What are the Gallery’s masterpieces?
Five Raphaels, eight by Giovanni Bellini, Titians….
Leonardo da Vinci, Ginevra de’ Benci, c. 1474/1478, oil on panel, Ailsa Mellon Bruce Fund
Which is your favorite painting?
The little Saint George and the Dragon by Raphael. We also have the Ginevra de‘ Benci by Leonardo. It is the only one in America, unless the newly discovered Salvator Mundi that is in this country is certified, but we don’t know where it is.
Why such a large Italian collection?
The collectors: among them Andrew Mellon, the Wideners and Samuel Kress. They all believed that any great Museum had to have Italian paintings.
When did they buy them?
In the early 20th Century, partly from Duveen, Berenson and Contini Bonacossi.
Are you still making acquisitions?
Yes, like the new Arcimboldo and a wonderful Bellotto. We are buying more Italian Baroque paintings because the collection was weak in that area.
You are the only Gallery owned by the American people. Who gives you money?
Congress pays for salaries and maintenance, but acquisitions are all made by private funds.
How many visitors come to the gallery?
Five million a year.
In “The Secret of the Gondola”, your new book published by Skira, the painter is Canaletto?
We have ten Canalettos at the National Gallery, but I was inspired by an exhibition that took place in 2011, “Venice: Canaletto and his rivals”. I was the co-ordinator. The curator is the expert, the co-ordinator is the one who does all the work and gets no credit. At the beginning I did not particularly like Canaletto because I am a specialist in Leonardo, Bellini and the Italian Renaissance, but during the exhibition I got to know Canaletto’s work much better and realized that in his own field of “Vedutismo” he was a genius.
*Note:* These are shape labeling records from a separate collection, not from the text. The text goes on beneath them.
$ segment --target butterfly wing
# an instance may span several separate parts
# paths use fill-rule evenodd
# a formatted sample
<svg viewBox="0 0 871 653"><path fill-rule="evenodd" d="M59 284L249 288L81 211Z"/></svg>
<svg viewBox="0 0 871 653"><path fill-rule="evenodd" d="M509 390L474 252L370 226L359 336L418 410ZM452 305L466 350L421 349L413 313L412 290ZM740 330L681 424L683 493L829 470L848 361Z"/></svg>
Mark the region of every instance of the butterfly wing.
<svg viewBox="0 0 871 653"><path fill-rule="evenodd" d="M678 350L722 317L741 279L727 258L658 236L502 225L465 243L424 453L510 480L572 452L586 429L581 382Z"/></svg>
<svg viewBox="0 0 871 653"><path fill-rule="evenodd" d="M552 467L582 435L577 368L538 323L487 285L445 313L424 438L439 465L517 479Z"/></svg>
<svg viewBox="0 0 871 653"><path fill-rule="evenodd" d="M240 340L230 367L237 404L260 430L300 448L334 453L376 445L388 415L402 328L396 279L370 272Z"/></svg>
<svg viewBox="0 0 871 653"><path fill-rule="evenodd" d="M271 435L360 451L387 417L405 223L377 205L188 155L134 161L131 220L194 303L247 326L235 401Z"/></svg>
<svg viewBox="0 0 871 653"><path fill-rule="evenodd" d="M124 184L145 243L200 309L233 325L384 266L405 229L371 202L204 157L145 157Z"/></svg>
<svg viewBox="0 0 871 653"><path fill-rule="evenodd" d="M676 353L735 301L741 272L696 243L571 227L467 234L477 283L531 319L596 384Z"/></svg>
Because he took topographic views of places, mostly Venice, and turned them into great works of art.
One of his works of art is the protagonist of your book?
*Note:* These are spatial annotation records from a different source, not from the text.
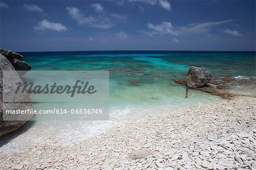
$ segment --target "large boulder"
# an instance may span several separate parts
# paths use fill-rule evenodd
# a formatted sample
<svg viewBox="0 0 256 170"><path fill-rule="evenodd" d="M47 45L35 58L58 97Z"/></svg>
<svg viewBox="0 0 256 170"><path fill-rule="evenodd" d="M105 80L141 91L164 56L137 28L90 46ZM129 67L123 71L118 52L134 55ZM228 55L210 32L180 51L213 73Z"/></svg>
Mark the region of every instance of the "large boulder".
<svg viewBox="0 0 256 170"><path fill-rule="evenodd" d="M191 66L187 76L188 86L193 88L203 86L210 82L212 74L204 69Z"/></svg>
<svg viewBox="0 0 256 170"><path fill-rule="evenodd" d="M23 76L27 72L31 69L31 67L25 61L21 61L23 56L10 50L0 48L0 54L6 57L14 67L16 71L23 71L18 72L20 76Z"/></svg>
<svg viewBox="0 0 256 170"><path fill-rule="evenodd" d="M23 55L3 48L0 48L0 54L4 56L6 56L6 57L16 59L19 60L22 60L22 58L23 57Z"/></svg>
<svg viewBox="0 0 256 170"><path fill-rule="evenodd" d="M11 71L8 73L8 76L5 78L5 82L3 82L3 71ZM11 103L5 103L5 107L10 108L11 110L33 109L28 94L18 92L17 94L14 95L13 93L10 93L12 90L15 90L15 84L18 82L22 82L22 80L14 67L5 56L0 54L0 136L15 130L35 115L27 114L12 114L6 117L6 115L3 114L5 109L3 108L3 99L6 99L6 98L3 98L3 96L7 96L8 102L11 101ZM3 86L5 89L3 89ZM26 103L15 102L17 101L24 101ZM11 101L14 102L11 103ZM5 102L5 100L3 102ZM8 120L6 121L6 119Z"/></svg>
Yes, the painting The Square of St Mark’s. It is the centerpiece of the story, which is about a student who makes a journey to find another Canaletto. This one is very different. And the story concerns his discovery of a mystery due to the digital age.
Why has it emerged?
Our hero discovers the secret using his smartphone and he repeats the process that Canaletto used to paint the secret with the camera obscura, the mobile device of his own day. The painting invented by me in the book is in a museum in South Carolina, and Canaletto depicted a crime that went unnoticed for centuries until the protagonist discovered it.
Why did you have this idea?
Because I believe that there is a privileged viewer and that is a viewer who looks closely and comes to understand the artist’s intention. That can be a gifted and sympathetic individual who comes along many years after the artist.
Is it autobiographical?
Somehow, because the story raises a number of issues that greatly interest me, like the use and abuse of technology. Also the fact that the hero is a dreamer and his girlfriend is practical and scientific and successful. He hopes at the end of the story that his discovery will redeem him in her eyes. His tragic fate suggests otherwise.
Do you think that nowadays there is less interest in Old Master paintings?
Yes, but in writing my book I hope to show the deep satisfaction that such paintings can provide to people who are willing to allow an artist to speak to them through his work.
How should one look at a work of art? How should one visit a museum?
In museums today there are too many works of art to give each one the attention it deserves. I think it is much better to allow your curiosity to lead you to a work which will repay the kind of close scrutiny that the artist intended.
Why is Saint George and the Dragon by Raphael your favorite painting in the National Gallery?
Because I think that it combines Raphael’s deep interest in Leonardo, in other words his ambition as an artist to equal the older master, it combines that ambition with his own sensibility which always led him to a kind of perfectionism, a perfect grace. It is “the union of opposites”.